Further, a movie called The Greatest Hits probably ought to fill itself out with more hits. For espousing so strongly the profound connection between people and music, its usage of songs is underwhelming. There is a fine, moody score to the piece by Ryan Lott of the band Son Lux which did the music for Everything Everywhere All at Once, but the best needle-drops it can come up with (besdies that one from Furtado) are “Say Yes to Heaven” by Lana Del Ray and “This is the Day” by The The. None of the other artists on the soundtrack are recognizable to me. And that doesn’t mean they’re bad songs (though several are generic) or less worthy of inclusion here -I love when a movie can spotlight a great indie band. But this is the kind of movie that demands a certain heft in its musical choices -one frankly beyond the reach of a little indie film made for Hulu.

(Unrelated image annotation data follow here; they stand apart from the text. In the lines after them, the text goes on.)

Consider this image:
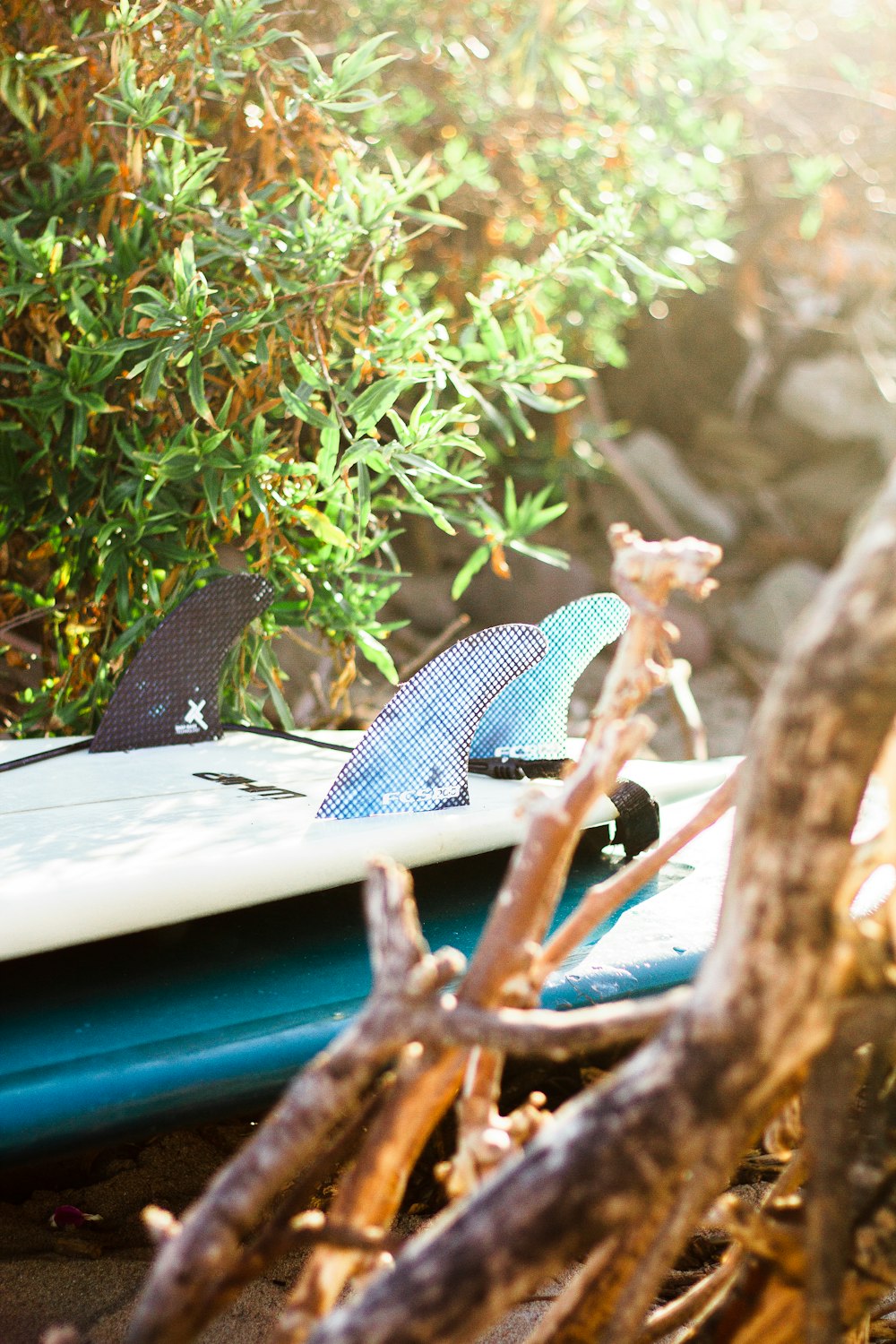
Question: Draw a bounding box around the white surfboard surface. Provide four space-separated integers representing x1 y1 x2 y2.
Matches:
0 733 737 960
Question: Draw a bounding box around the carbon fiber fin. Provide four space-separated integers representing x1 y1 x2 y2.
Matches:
470 593 629 761
317 625 548 820
90 574 274 752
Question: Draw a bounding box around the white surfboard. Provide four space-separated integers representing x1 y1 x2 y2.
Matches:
0 733 737 959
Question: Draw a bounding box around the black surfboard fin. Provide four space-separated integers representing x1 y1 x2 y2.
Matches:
90 574 274 752
317 625 548 820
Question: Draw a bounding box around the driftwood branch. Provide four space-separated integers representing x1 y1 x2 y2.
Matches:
129 529 720 1344
127 860 463 1344
299 480 896 1344
277 527 721 1344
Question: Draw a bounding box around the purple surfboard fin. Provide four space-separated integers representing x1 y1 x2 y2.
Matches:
90 574 274 752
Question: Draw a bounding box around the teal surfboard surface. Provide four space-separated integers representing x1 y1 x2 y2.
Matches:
0 801 728 1164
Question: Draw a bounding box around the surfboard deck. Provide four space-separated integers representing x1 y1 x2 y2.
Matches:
0 800 731 1164
0 733 737 960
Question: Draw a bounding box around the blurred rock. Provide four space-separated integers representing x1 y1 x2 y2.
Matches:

But there is a lot this movie could have been capable of -and some that it does admittedly communicate through earnest chemistry and a resonant depiction of both the way tragedy can cling to a person and the highly personalized escapism that music can provide. But the goodwill earned there is pretty heavily sapped by the egregious dramatic choices of the film’s last act. About Time made something of a gear-shift turn itself, but it was one that enriched what was already there instead of actively contradicting what appeared to be its precepts. And that is directly what most prevents this movie from being a great hit.